Studying Pharmacy in Germany
Pharmacists are experts in drugs
An article by Florian Schumann
That is what it’s about
Cancer is not always cancer. For example, if certain structures are present on cancer cells in a breast cancer patient, they can be treated with a special antibody that would be ineffective in other cancer cells. Exciting times are on the horizon for pharmacists, starting with such personalized medicines. "The mechanisms of action today are strongly in focus, whereby it is still not always clear how some older drugs work," says Bernd Clement, Professor of Pharmaceutical Chemistry at Kiel University and chair of the Pharmaceuticals Conference. The prospective pharmacists learn how drugs are made, how they work, how to make them and what risks users face. They also look at how the human organism works and what makes it sick. Possible employers are the pharmaceutical industry, drug testing centres and research. Most graduates, however, work in a pharmacy where they are "responsible for properly supplying the population with medicines," says Clement.
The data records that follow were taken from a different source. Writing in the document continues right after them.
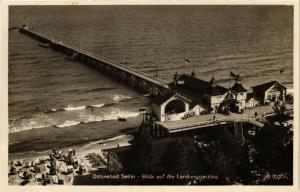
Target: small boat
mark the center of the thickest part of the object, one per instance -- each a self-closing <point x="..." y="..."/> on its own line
<point x="46" y="45"/>
<point x="122" y="119"/>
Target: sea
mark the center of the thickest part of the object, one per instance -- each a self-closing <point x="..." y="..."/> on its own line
<point x="50" y="97"/>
This is how the course runs
A degree in pharmacy usually takes eight semesters, plus the practical year. In the undergraduate course, which concludes with the first state examination, the students deal with scientific fundamentals, above all chemistry. The curriculum also includes pharmaceutical analytics, pharmaceutical biology and pharmaceutical technology. For the first time, students learn the composition of ointments, creams and suppositories in the field of drug-based teaching and also produce them themselves. The main study focuses on the development and the effect of medicines. The students deepen their knowledge in the five subject areas of pharmaceutics: Pharmaceutical/medicinal chemistry, pharmaceutical biology, pharmaceutical technology, pharmacology/toxicology and clinical pharmaceutics. During the semester break there are a total of eight weeks of internships, of which at least four weeks are in a pharmacy. The practical year follows the second state exam, six months of which is in a pharmacy. After the third state examination, graduates can apply for authorization to be a pharmacist.
Typical questions raised within the subject
- How does a drug work?
- When do antibiotics help?
- How do you recognize medicinal plants such as St. John's Wort?
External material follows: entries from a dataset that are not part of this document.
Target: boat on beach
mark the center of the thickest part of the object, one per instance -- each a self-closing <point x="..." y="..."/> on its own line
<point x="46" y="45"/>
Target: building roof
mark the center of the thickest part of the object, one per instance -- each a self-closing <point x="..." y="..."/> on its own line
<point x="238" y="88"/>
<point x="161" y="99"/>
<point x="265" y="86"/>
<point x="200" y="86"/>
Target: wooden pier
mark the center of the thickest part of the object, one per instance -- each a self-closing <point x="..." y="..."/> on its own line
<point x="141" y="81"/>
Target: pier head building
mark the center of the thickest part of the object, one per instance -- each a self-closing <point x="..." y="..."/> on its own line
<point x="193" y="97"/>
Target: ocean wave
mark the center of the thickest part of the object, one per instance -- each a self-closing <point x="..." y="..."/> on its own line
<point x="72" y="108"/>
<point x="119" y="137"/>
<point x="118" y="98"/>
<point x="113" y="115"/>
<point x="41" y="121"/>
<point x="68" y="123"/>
- What are the problems when using antibodies as drugs?
- How do you minimize side effects?
- How to use asthma sprays correctly?
- How to determine the content of a drug in a medicinal product?
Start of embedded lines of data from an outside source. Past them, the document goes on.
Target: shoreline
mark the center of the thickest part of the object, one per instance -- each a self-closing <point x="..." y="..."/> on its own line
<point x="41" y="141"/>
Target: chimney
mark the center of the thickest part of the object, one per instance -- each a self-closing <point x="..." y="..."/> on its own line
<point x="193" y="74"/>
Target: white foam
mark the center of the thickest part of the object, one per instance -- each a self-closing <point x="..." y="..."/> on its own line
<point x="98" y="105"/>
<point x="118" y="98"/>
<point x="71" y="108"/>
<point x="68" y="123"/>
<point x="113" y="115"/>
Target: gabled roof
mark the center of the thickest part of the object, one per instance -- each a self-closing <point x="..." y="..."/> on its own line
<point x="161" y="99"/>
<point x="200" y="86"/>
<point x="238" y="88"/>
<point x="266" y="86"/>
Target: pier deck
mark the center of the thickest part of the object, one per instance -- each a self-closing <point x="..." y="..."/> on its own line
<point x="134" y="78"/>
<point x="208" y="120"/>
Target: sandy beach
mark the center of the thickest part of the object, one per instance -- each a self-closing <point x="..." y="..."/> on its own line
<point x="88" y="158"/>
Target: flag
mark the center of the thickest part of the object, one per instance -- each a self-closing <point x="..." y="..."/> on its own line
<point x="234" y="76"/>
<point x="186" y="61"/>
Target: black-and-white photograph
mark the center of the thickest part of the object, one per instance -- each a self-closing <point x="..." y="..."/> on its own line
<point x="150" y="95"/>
- Which medicines can be sensibly combined?
The subject suits you,...
As Bernd Clement says, this subject will suit you if you are interested in "science in all its range". Do not be disappointed if your studies are not about medical issues right from the start: In the first semesters, the foundations are laid first, even in the practical exercises. Only afterwards is the focus then on medication and patients. Good knowledge of the natural sciences makes it much easier to get started, even if there are lectures at the beginning, such as "Chemistry for pharmacists", which help to refresh your school knowledge. Laboratory work requires skill and endurance. You often have to repeat experiments before they work. Other than that, it should not bother you to have to deal with sick people: Pharmacists are health care professionals and it is their job to advise patients. Almost 70 percent of the students are women, even more so than in medicine and dentistry.
Is there a numerus clausus?
Pharmaceutics has restricted admission throughout Germany; the course entrance restrictions require grades at the highest end. It is planned that from 2020, new rules will apply.